Though Harris weighed Lee's misgivings, after talking to the Arizona State doctors and lawyers, he also concluded that it was Tingstad's decision to make. He assured Tingstad that even if he decided not to play, Arizona State would renew his scholarship.
Had the athlete involved been almost anyone other than Tingstad, Marmie, Lee and Harris might not have been so willing to allow a 23-year-old to make such a critical decision for himself. But all three men—as well as Ed and Darlene Tingstad—knew that Mark would weigh his options with unusual care. Tingstad is bright and thoughtful. An accounting major, he was named an Academic All-America last season and this year was awarded one of 11 graduate fellowships by the National Football Foundation in recognition of his 3.43 grade point average.

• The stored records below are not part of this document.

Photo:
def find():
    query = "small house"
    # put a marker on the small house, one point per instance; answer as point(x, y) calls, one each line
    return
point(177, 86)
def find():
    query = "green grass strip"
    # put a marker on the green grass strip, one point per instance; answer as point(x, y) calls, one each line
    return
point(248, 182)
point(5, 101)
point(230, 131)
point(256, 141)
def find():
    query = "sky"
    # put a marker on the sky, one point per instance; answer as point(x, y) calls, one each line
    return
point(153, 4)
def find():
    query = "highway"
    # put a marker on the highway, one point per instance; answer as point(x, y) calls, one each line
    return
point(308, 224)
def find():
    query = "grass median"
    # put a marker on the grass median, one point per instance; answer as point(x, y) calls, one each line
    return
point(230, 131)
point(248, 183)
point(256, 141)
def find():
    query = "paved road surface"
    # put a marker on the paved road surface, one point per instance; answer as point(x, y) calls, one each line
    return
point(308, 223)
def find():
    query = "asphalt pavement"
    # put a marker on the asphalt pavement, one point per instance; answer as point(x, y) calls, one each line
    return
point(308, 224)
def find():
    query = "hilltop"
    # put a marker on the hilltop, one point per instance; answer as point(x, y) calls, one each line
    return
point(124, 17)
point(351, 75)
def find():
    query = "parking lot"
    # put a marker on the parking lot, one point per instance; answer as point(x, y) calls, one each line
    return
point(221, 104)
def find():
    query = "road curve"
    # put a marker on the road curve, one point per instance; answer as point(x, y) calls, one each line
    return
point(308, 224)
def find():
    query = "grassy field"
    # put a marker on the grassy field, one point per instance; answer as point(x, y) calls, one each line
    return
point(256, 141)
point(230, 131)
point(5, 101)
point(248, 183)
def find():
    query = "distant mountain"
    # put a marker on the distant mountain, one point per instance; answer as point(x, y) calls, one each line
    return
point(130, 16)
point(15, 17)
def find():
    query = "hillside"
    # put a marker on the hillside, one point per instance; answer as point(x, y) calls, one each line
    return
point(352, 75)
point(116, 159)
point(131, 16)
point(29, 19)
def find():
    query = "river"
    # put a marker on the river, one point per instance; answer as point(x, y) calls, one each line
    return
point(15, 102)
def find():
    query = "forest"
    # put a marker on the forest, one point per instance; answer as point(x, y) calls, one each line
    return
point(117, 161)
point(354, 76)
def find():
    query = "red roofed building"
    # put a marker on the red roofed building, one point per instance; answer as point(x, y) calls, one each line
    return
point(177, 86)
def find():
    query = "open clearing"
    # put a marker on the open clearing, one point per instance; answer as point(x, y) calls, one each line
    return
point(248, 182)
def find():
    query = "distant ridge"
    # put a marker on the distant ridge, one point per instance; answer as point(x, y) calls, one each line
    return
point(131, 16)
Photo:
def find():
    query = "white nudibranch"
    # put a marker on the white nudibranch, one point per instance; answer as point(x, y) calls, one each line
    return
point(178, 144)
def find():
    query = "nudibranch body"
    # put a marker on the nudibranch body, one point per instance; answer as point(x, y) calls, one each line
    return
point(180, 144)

Marmie, Lee and Harris also knew that Tingstad would be making up his mind free of the pressure that might have been brought to bear on an NFL prospect. Though a remarkable over-achiever on the field, at 6'1", 215 pounds, Tingstad was not pro material. After a redshirt freshman year, Tingstad started two games each of the next two seasons. By his junior year he had earned the starting spot and soon proved himself to be irreplaceable.
Tingstad says that when Torg told him that he thought he could play this season, "I wanted to jump, but I kept it to myself. I was elated. All along I decided that if I got the O.K., I was going to play. As long as I had no greater risk of paralysis than anyone else on the field, I was going to play."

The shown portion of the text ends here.